An optical delay line is a device that introduces a temporal delay to light, typically achieved by altering the optical path length to control the propagation time of light. A critical parameter in constructing a delay line is the scanning step size and the accuracy of each delay step. For optical delay lines built around a translation stage, the precision depends on the step size and stepping accuracy of the stage. Therefore, high-precision piezoelectric translation stages are the optimal choice. The implementation is illustrated as follows: the incident light is reflected twice by a roof prism mounted on the piezoelectric stage, returning along the original direction. The piezoelectric stage can move horizontally, introducing an optical path difference that is twice the displacement distance. The corresponding time delay is the optical path difference divided by the speed of light. This enables high-precision measurements by utilizing the time delay between pulses.

In ultrafast science, delay lines are commonly used for autocorrelation pulse width measurement, pump-probe experiments, time-domain spectroscopy, and other applications. Since femtosecond timescales far exceed the response limits of oscilloscopes and photodetectors (PD probes), direct measurement of pulse width using such instruments is impossible. Instead, autocorrelation measurement is typically employed. The principle involves splitting a pulse into two pulses of equal intensity, passing one through the delay line, and then recombining the two beams through a frequency-doubling crystal (e.g., BBO). The PD probe measures the resulting signal, which is proportional to the light intensity . By varying the time delay of the delay line (controlling the stage movement), a series of intensity-position data is obtained. Using the relation ∆t = 2∆x/c, the position data is converted into time, yielding an autocorrelation trace from which the pulse width can be determined.

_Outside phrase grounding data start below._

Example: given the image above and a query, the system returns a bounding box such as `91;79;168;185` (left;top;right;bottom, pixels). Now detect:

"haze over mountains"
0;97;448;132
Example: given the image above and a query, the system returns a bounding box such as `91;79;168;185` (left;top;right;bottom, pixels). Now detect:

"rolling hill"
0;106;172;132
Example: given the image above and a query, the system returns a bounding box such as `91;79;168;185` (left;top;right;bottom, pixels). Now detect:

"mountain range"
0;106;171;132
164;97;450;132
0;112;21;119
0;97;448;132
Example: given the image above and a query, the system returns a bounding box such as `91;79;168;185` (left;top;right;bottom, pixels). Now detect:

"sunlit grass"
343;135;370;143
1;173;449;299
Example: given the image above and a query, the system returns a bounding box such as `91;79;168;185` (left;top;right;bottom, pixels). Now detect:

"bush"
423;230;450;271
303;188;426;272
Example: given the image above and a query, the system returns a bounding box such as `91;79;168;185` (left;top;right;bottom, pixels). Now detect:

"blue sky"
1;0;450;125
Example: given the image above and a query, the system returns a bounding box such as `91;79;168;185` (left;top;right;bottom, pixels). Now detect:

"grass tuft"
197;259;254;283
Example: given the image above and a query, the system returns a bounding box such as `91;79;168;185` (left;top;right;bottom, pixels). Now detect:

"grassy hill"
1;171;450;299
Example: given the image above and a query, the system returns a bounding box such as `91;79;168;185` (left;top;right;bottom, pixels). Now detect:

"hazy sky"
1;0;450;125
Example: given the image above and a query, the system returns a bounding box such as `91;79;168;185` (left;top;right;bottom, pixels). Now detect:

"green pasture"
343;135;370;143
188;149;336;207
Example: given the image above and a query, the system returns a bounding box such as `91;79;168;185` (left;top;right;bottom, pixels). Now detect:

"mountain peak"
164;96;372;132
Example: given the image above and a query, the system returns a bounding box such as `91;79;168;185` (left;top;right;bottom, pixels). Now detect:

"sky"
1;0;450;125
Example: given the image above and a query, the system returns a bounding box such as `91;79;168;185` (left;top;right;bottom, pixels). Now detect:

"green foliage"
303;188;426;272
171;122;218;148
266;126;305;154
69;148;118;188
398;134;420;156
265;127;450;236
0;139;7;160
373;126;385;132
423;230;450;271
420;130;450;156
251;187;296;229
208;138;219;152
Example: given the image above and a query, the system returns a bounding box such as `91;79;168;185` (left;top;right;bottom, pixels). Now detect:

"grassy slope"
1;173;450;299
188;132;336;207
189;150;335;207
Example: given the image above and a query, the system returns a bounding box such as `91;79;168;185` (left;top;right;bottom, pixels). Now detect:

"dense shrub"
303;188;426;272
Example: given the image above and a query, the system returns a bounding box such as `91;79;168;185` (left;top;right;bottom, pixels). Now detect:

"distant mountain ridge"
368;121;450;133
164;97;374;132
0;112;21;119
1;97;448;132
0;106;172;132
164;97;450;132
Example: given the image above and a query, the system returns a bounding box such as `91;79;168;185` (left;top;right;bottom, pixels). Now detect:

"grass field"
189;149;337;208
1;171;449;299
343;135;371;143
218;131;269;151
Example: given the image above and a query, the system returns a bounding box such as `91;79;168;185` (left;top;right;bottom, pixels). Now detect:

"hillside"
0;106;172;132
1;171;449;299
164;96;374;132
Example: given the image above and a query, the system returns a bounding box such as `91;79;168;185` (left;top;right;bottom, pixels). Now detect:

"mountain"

Application of Delay Lines in Pump-Probe Experiments

The figure below shows a pump-probe optical setup based on a Mach-Zehnder interferometer design, using annular mirrors to split and recombine wavefronts. The central portion of the input beam is reflected by a pair of right-angle mirrors mounted on a piezoelectric translation stage, serving as the delay line. The step size and accuracy of the delay depend on the performance of the piezoelectric stage. After recombination, the outer annular portion of the beam is focused into a gas jet to generate high-order harmonics. The central portion is used for probing. With this design, by adjusting the phase difference between the attosecond pulse train and the infrared fundamental laser field, sideband modulation can be observed, enabling the reconstruction of the original attosecond pulse information.